A poco più di quattro mesi dall’assoluzione in appello dello psicoterapeuta, Claudio Foti la Procura generale di Bologna ricorre in Cassazione contro quel verdetto. Lo psicoterapeuta è imputato nel processo sui presunti affidi illeciti nella Val d’Enza. Il sostituto pg Massimiliano Rossi e la pm Valentina Salvi, secondo quanto riporta l’Ansa, hanno firmato 70 pagine contro il verdetto del 6 giugno. I reati contestati sono l’abuso di ufficio per l’affidamento del servizio di psicoterapia alla onlus di Foti, di lesioni psicologiche a un’adolescente. Secondo gli inquirenti quella sentenza di assoluzione è viziata da contraddittorietà e illogicità della motivazione e travisamento dei fatti per l’omessa valutazione di specifici elementi di prova.

Nell’assolvere Claudio Foti dall’accusa di concorso in abuso di ufficio per l’affidamento senza gara del servizio di psicoterapia della Val d’Enza Reggiana, la Corte di appello di Bologna non avrebbe considerato adeguatamente il contributo al sistema illecito dello psicoterapeuta imputato. Secondo i pg i giudici hanno infatti omesso di valutare i numerosi e singoli atti di indagine dai quali “in maniera chiara e inequivocabile” sono stati accertati i rapporti affaristici e di collusione tra Foti e i pubblici ufficiali della Val d’Enza almeno a partire dal 2015 e senza dubbio antecedenti all’apertura del centro ‘La Cura’ di Bibbiano. Foti in primo grado era stato condannato a 4 anni. A Reggio Emilia è in corso il processo in rito ordinario per 17 imputati.
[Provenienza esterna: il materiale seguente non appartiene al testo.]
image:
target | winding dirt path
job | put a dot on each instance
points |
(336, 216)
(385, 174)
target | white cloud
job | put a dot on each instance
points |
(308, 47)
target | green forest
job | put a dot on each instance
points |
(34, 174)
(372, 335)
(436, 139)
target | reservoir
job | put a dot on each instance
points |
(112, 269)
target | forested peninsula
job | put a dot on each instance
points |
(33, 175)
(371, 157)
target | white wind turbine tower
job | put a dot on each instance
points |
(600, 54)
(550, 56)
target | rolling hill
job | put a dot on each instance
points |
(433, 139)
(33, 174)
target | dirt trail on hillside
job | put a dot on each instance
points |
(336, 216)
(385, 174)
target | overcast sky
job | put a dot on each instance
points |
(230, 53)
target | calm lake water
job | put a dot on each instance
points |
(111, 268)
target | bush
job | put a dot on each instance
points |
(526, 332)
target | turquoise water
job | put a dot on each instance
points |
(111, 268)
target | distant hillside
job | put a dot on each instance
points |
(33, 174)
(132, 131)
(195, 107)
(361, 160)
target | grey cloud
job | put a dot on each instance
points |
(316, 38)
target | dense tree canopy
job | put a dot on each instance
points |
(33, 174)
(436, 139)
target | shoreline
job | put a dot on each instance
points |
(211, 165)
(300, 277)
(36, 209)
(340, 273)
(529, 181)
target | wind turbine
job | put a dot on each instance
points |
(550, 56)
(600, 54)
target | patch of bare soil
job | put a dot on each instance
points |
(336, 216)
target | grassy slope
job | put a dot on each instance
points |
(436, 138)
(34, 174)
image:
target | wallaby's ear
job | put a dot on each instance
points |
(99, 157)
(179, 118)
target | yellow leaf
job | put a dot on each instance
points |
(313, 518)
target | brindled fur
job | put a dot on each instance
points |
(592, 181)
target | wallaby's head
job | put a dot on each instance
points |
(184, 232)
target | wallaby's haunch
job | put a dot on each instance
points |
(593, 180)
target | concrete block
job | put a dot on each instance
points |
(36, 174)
Inoltre sempre secondo l’accusa, affermando che Foti, assolto per non aver commesso il fatto da questa imputazione, sia stato un “mero beneficiario” dell’illecito, la Corte non avrebbe tenuto conto del contributo di Foti attraverso la “triangolazione fittizia” di fatture, con fatture a persone che non avevano nulla a che fare con le prestazioni di psicoterapia. Per assolverlo poi dall’accusa di lesioni psicologiche a una sua paziente adolescente, la sentenza di appello si è fondata esclusivamente sulla lettura della consulenza tecnica depositata in fase di indagine e ha ignorato l’audizione dello stesso consulente nel processo in abbreviato.

La Corte, ritengono gli inquirenti, non ha attribuito inoltre rilevanza alle condotte poste in essere da Foti che, intervenendo sul già precario stato psichico della ragazza, non solo non avrebbe curato i sintomi, ma ne avrebbe definitivamente compromesso la salute mentale, inculcandole l’idea di essere stata vittima di abusi sessuali dal padre e che la madre non l’avrebbe protetta. Condotta protrattasi per tre anni, fino alla fine del 2018.
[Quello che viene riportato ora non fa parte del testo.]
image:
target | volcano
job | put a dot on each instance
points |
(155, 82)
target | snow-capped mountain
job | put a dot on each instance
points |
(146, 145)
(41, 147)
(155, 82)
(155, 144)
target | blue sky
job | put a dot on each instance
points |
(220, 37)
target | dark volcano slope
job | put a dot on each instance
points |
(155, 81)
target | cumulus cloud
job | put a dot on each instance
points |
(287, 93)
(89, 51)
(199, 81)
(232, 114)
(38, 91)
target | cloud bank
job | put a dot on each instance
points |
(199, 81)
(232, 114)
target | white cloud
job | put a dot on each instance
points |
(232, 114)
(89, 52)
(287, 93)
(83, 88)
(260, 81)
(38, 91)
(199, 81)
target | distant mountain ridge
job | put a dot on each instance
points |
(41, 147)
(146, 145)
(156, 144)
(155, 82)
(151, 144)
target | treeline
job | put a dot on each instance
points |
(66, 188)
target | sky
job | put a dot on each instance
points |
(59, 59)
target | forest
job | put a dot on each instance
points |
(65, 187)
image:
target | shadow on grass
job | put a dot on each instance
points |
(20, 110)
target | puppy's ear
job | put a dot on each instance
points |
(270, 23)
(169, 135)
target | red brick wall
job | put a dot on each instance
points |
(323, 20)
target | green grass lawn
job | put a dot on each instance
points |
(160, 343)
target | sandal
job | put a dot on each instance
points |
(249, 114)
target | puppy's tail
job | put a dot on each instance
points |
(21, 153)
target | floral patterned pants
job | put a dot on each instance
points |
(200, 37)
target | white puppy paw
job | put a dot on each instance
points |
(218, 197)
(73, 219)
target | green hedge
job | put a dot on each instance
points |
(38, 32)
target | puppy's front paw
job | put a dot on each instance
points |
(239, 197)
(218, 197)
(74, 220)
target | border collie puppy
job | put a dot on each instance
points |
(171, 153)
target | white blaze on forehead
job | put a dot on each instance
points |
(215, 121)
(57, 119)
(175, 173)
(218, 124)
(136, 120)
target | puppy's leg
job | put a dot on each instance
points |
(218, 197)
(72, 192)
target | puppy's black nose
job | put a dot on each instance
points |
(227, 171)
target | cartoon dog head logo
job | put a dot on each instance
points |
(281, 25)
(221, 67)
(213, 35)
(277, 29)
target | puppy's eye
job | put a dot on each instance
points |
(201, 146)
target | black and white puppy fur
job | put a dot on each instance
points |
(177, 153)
“Il ricorso per Cassazione non ci preoccupa. Certo stupisce e preoccupa questa insistenza da parte dell’accusa. La sentenza della Corte d’appello di Bologna ha fatto giustizia di una condanna priva di basi scientifiche e contro ogni logica” commenta il difensore di Foti, l’avvocato Luca Bauccio.”Claudio Foti – aggiunge il legale – è stato assolto sulla base della scienza e della giurisprudenza della Corte di Cassazione degli ultimi 50 anni. Non abbiamo dubbi che questi sacrosanti principi verranno confermati. Bisognerà rassegnarsi al tramonto della leggenda di Bibbiano. Questa indagine contro Claudio Foti nemmeno doveva nascere“.